John McAllister
stellar crash the sea
In John McAllister’s dazzling new paintings the heat has been turned up, colour relationships pushed and light brought to a new shimmering intensity. The temperate foliage in the landscapes remains familiar but the hues are almost Tahitian and the unreal pink and purple skies of otherwise quotidian settings take our eye on a journey to anything but an ordinary place.
Whilst McAllister takes the common place genres of landscape, interior and still life and makes them one imaginary space, in each painting one genre predominates. In the interiors the starring roles go to baskets, dishes, fruits, flowers, chairs, tables, and windows. At first glance these interiors give the impression of contentment and ordinary domestic life. Tables laid with fruit and drinking glasses, potted plants and a book just read suggest domestic ease. But there is more at play here. The adjoining cut-and-paste areas of patterned surfaces (are they laid underneath or over the top?), the urgent bursts of a fuller range of colour against a barely varying monochromatic palette, give these shimmering visions something closer to a dream.
The strange luminosity of the landscapes is likewise otherworldly. As is the use and inversion of hot and cold hues somewhat like those that occur when strong sunlight breaks through and coexists during the darkness of a storm, or similarly found in colour photographic negatives. These unfamiliar colour relationships that take place throughout the canvas rectangle bring tension and animate the paintings, taking us on a journey through illusionary space.

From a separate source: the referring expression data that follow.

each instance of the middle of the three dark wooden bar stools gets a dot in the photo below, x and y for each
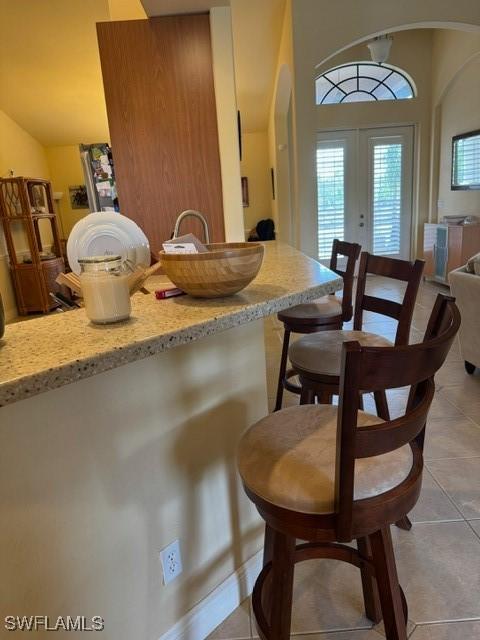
(316, 358)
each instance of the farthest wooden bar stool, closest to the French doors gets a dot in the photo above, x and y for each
(324, 314)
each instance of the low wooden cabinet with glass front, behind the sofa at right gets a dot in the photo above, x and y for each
(447, 247)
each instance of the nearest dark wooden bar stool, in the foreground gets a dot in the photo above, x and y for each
(329, 475)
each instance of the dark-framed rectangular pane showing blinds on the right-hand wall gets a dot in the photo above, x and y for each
(466, 161)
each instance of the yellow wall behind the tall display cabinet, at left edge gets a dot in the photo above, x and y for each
(26, 156)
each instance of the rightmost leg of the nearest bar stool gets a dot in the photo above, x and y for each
(388, 586)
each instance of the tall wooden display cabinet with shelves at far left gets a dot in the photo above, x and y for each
(27, 210)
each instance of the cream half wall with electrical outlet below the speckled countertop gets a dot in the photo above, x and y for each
(98, 476)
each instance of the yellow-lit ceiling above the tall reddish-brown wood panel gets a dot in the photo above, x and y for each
(50, 76)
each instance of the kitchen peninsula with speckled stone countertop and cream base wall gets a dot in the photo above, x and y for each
(99, 475)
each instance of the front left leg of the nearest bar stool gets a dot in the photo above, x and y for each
(282, 586)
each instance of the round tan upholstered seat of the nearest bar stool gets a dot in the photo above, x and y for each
(288, 459)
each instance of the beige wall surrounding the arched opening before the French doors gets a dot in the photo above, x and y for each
(317, 35)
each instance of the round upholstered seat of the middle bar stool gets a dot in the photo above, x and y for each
(320, 353)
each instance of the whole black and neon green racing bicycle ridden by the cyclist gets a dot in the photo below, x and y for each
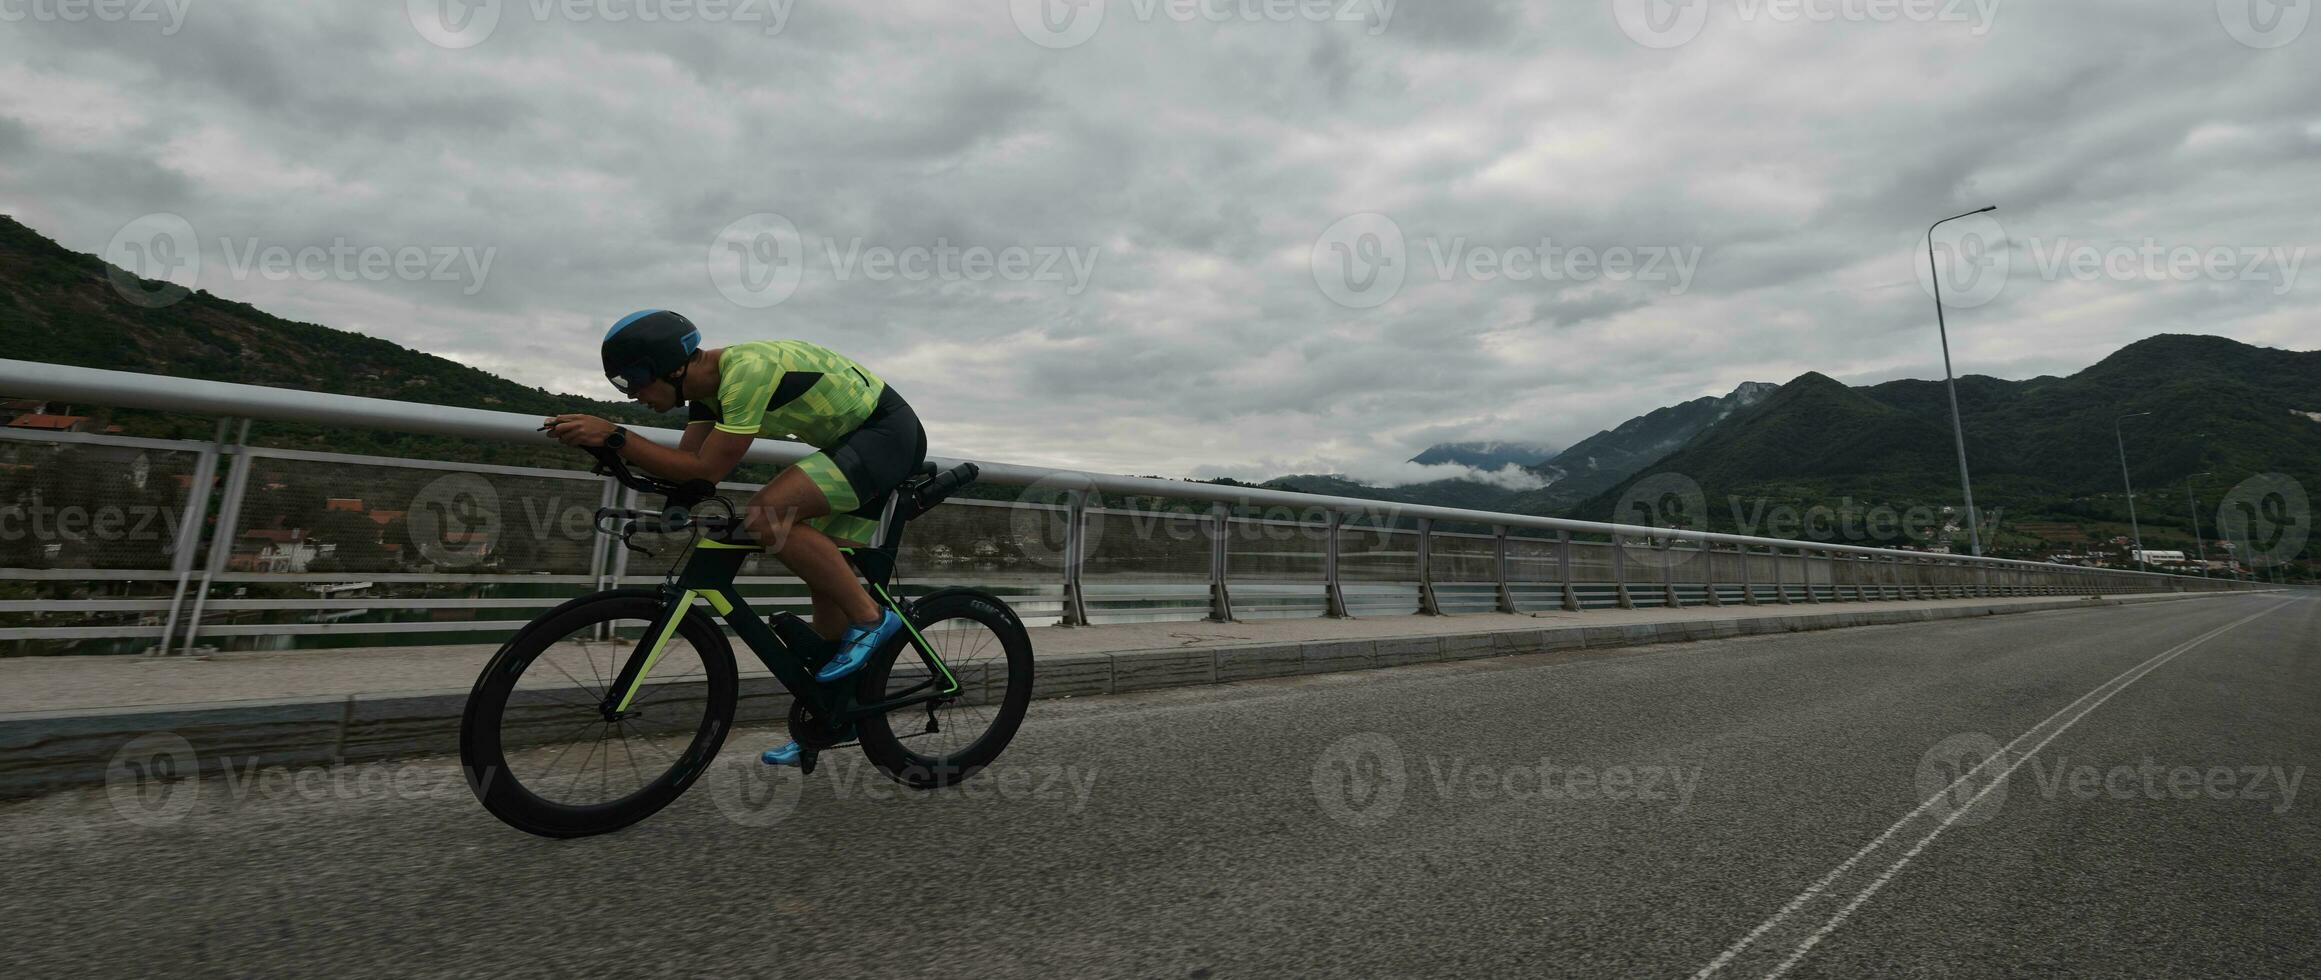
(612, 705)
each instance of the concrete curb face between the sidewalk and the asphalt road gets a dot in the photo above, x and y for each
(45, 751)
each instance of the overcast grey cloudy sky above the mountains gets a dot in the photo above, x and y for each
(1206, 238)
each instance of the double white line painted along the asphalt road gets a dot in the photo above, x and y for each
(2069, 716)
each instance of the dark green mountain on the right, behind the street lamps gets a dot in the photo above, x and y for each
(2041, 449)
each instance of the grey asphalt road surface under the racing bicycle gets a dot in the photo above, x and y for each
(1756, 807)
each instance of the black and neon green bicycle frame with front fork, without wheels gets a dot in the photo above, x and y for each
(709, 575)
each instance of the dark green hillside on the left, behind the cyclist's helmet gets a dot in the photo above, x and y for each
(62, 308)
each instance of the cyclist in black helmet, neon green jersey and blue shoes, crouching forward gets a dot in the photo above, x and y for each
(867, 442)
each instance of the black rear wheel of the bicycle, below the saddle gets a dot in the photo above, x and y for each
(985, 649)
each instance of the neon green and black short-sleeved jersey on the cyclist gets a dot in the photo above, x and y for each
(790, 391)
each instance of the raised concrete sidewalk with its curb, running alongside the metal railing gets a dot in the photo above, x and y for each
(64, 719)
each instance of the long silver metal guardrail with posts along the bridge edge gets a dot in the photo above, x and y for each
(1250, 554)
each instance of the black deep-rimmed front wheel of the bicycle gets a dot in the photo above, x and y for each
(540, 751)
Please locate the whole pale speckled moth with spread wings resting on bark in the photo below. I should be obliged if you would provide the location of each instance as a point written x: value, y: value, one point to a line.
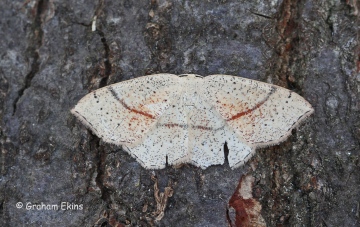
x: 167, y: 119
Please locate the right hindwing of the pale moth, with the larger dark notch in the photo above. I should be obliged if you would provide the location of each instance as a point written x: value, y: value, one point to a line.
x: 208, y: 132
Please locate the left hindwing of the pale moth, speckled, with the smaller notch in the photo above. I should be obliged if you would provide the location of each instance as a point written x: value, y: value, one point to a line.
x: 167, y: 142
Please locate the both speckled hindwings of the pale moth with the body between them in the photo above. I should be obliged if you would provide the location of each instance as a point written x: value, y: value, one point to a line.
x: 192, y: 131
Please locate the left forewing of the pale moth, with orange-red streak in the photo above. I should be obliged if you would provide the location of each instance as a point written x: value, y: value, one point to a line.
x: 123, y: 113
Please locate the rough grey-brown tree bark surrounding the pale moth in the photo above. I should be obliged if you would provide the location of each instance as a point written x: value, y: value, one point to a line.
x: 50, y: 58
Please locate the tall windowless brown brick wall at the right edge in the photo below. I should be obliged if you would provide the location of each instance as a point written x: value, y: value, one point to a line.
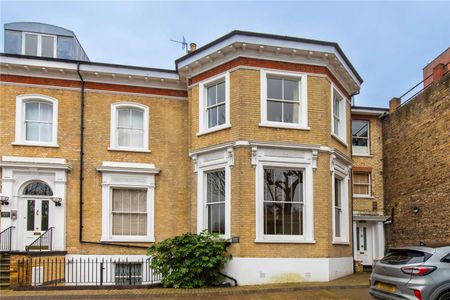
x: 417, y: 168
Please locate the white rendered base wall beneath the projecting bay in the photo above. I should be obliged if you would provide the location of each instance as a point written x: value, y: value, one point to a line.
x: 255, y: 270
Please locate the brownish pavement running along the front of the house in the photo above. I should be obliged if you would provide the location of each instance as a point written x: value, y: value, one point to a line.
x: 351, y: 287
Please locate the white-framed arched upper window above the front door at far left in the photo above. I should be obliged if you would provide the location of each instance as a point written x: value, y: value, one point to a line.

John McAllister (b. 1973, Louisiana, USA) studied at Art Center College of Design, LA (2007) and University of Texas, Austin (1999). He lives and works in Massachusetts, USA. Recent and forthcoming solo shows include Hagiwara Projects, Japan (2015), James Fuentes, New York (2014) and Richard Telles, Los Angeles (2012). Group shows include Le Consortium, Paris (2014), Shane Campbell, Chicago (2014), Zach Feuer, New York (2014) and Mary Mary, Glasgow (2014). This is his second solo show at the gallery.